I don’t subscribe to this idea. Individual names are tanking. This season sell-siders are modeling the low end or below mgmt guidance. A dude I walk my dog with – he is in real estate and has an undergrad econ degree – says “year on year comps peak in 2Q or 3Q, so I think we have issues in the middle of this year.”

This is incredible to me. The argument is made with no regard to valuation and thus is a hat tip to momo as a sole determinant for an investment idea. On one hand I think the whole macro y/y comp bit is interesting but not a compelling investment thesis by itself – I always pick stocks and not these absurd ETF thingies, so what do I care about y/y macro comps when the economy is crawling out of the deepest hole in 100yrs? On the other, if everyone thinks this, I need to respect this. It only pays to be contrarian just before the tide shifts, not when the tide has just turned.

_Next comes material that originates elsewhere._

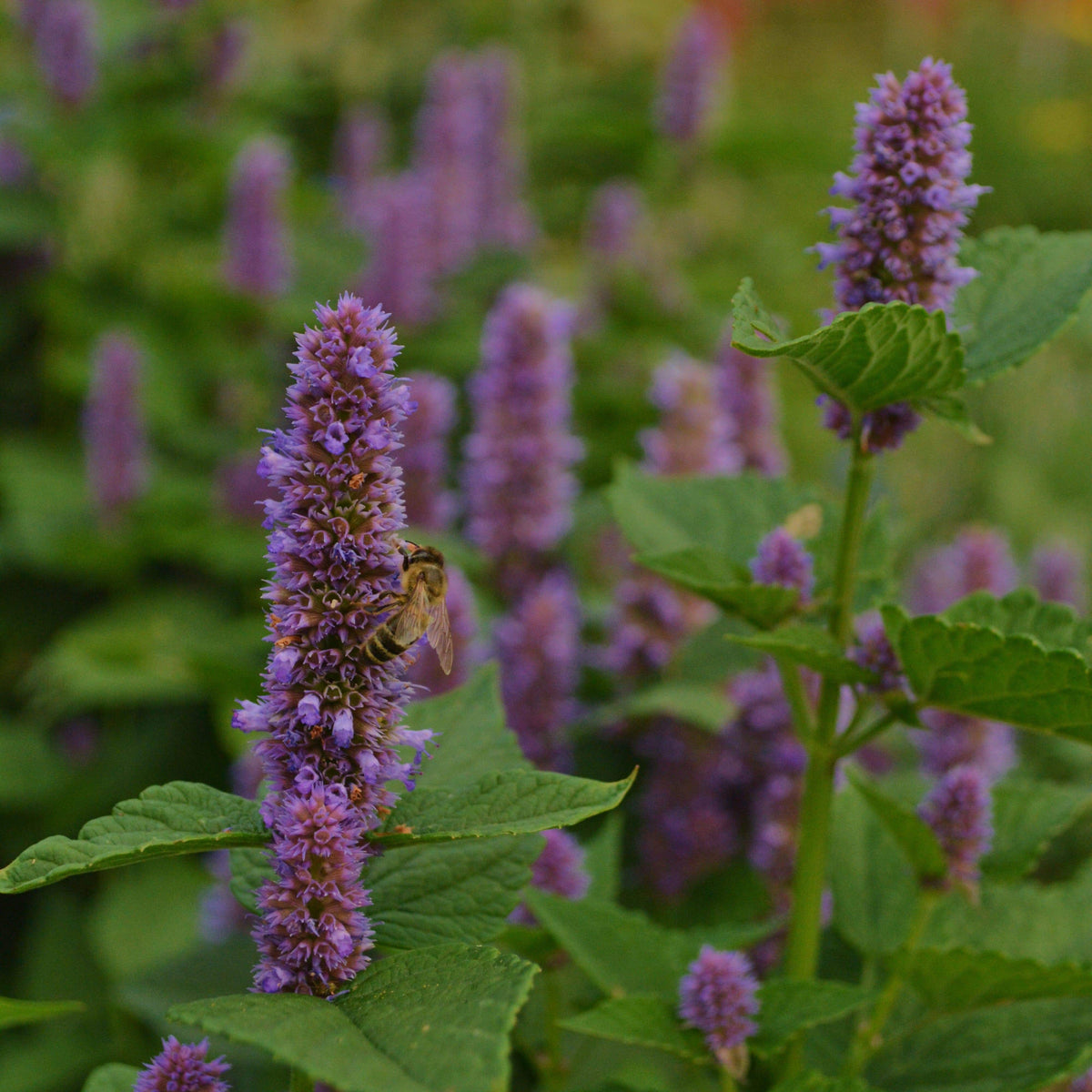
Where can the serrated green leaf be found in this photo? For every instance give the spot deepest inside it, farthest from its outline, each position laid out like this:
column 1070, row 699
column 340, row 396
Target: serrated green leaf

In the end, this year will be all about stock selection and not macro analysis. I understand this is not an original statement. Whatever, no one seems to be paying attention to it. It is a sobering thought to think of all the folks who lost jobs over the past few years and that maybe – maybe! – half will find jobs again. This country needs to get a good grip on the shaft that steady-state GDP growth will be closer to 2% than 4% going forward and that ~2% interest rates in America are better longer term models than 4%. It is all horrific indeed. blah blah blah. It does not mean some listed companies will not exhibit abnormally high growth rates.

My point is to keep in mind that right now all research shops and even the common man is focused on this whole y/y comp business. Go pick a company that will exhibit better y/y comps. Analyst estimates are very likely too low…once again.